Kelly reached down to her med pack atop the abandoned stretcher. Before she could gather up her syringe and bottles of morphine, the tiny healer barked orders to his staff. Their guide and another tribesman began to loosen the bandages over Frank’s stumps with small bone knives.
“Don’t!” Kelly said, straightening.
She was ignored. They continued to work upon the soaked strips. Blood began to flow more thickly.
She moved to the hammock, grabbing the taller man’s elbow. “No! You don’t know what you’re doing. Wait until I have the pressure wraps ready! An IV in place! He’ll bleed to death!”
The stronger man broke out of her grasp and scowled at her.
Kouwe intervened. He pointed at Kelly. “She’s our healer.”
The tribesman seemed baffled by this statement and glanced to his own shaman.
The smaller Indian was crouched by the curved wall at the head of the hammock.

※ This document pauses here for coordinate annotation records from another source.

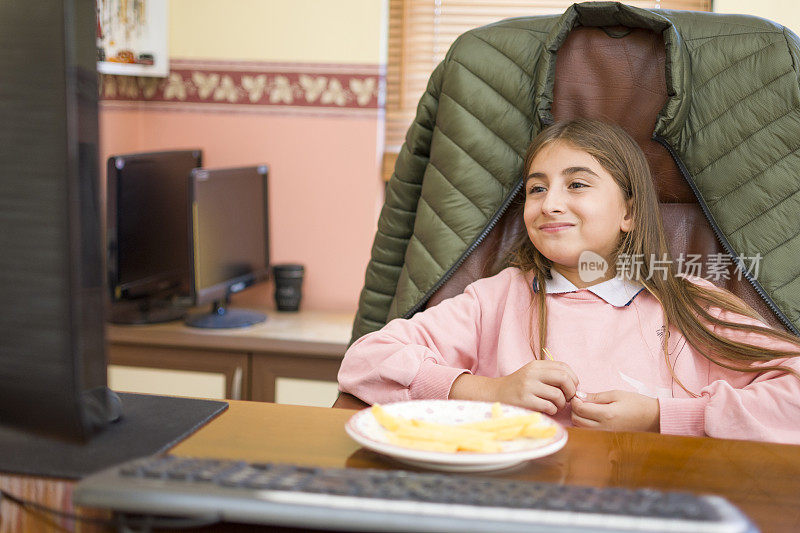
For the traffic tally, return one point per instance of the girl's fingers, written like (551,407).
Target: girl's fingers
(552,394)
(541,405)
(587,410)
(560,379)
(582,422)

He had a bowl in his hand, gathering a flow of thick sap from a trough gouged in the wall. “I am healer here,” the small man said. “This is Ban-ali medicine. To stop the bleeding. Strong medicine from the yagga.”
Kelly glanced to Kouwe.
He deciphered. “Yagga…it’s similar to yakka…a Yanomamo word for mother.”
Kouwe stared around at the chamber. “Yagga must be their name for this tree. A deity.”
The Indian shaman straightened with his bowl, now half full of the reddish sap. Reaching up, he stoppered the thick flow by jamming a wooden peg into a hole at the top of the trough. “Strong medicines,” he repeated, lifting the bowl and striding to the hammock. “The blood of the Yagga will stop the blood of the man.” It sounded like a rote maxim, a translation of an old adage.